Eerste Test Energica Experia
De Experia is met niets en niemand te vergelijken. Niet met zijn elektrische kompanen noch met zijn brandstof consumerende tegenstrevers. Energica’s nieuwste creatie opent – dankzij zijn actieradius en crossover-capaciteiten – markten waar elektrische motoren voorheen niets te zoeken hadden. Op papier althans, hoe zit dat in de praktijk?
Wat verwacht je bij het begin van een verhaal over een nieuwe elektrische motorfiets? De gebruikelijke kritische kanttekeningen over actieradius, gebrek aan emotie en over naaimachinegevoel? Vergeet het maar. Dit verhaal over de Energica Experia begint als volgt: wat is dit een goed ding!
Alsof er nog niet genoeg (sub)segmenten in de motorwereld zijn introduceert Energica met de Experia de zogenaamde Green Tourer. Milieubewust toeren dus. Energica noemt Green Tourer een platform en dat betekent dat je meer modellen op dezelfde technische basis mag verwachten. Je hoeft niet cum laude afgestudeerd te zijn om te zien dat een set andere wielen plotseling een supermotard of juist enduro maakt van deze crossover. Triumph is groot geworden met modulaire bouw, Energica doet het de Britten graag na. Want ondanks de stevige naamsbekendheid – mede door de MotoE – bedraagt de jaarproductie nog altijd maar duizend motoren. Aan ambities geen gebrek overigens. Energica wil elk jaar de productie verdubbelen.
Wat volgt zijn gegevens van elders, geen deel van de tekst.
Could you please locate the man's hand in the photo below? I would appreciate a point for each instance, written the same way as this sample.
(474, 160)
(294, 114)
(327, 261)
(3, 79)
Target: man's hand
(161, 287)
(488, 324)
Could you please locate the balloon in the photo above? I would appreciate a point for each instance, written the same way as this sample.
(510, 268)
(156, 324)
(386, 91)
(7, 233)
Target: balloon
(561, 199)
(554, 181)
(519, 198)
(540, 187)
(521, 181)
Hoe vermenigvuldig je anno 2022 het makkelijkst productieaantallen? Energica onderzocht het voor de vorm, maar moet het antwoord vooraf hebben geweten. Het enige correcte antwoord op die vraag is door het bouwen van een allroad/crossover. Geen enkele andere motorfiets kan momenteel op zoveel populariteit rekenen. Navraag onder bestaande Energica-rijders bevestigde de interesse voor een crossover. De gemiddelde Energica-bezitter kan door zijn gevorderde leeftijd namelijk wel wat comfort gebruiken. Energica mag dan voortkomen uit de racerij, maar als je Abraham hebt gezien, geloof je dat gehang op je polsen wel. Dat de meeste kopers al wat ouder zijn heeft een simpele reden: als jonge gastjes het prijskaartje op een Energica ontwaren lopen ze met verschrikte ogen weg. Het heeft allemaal met de prijs van de batterij te maken.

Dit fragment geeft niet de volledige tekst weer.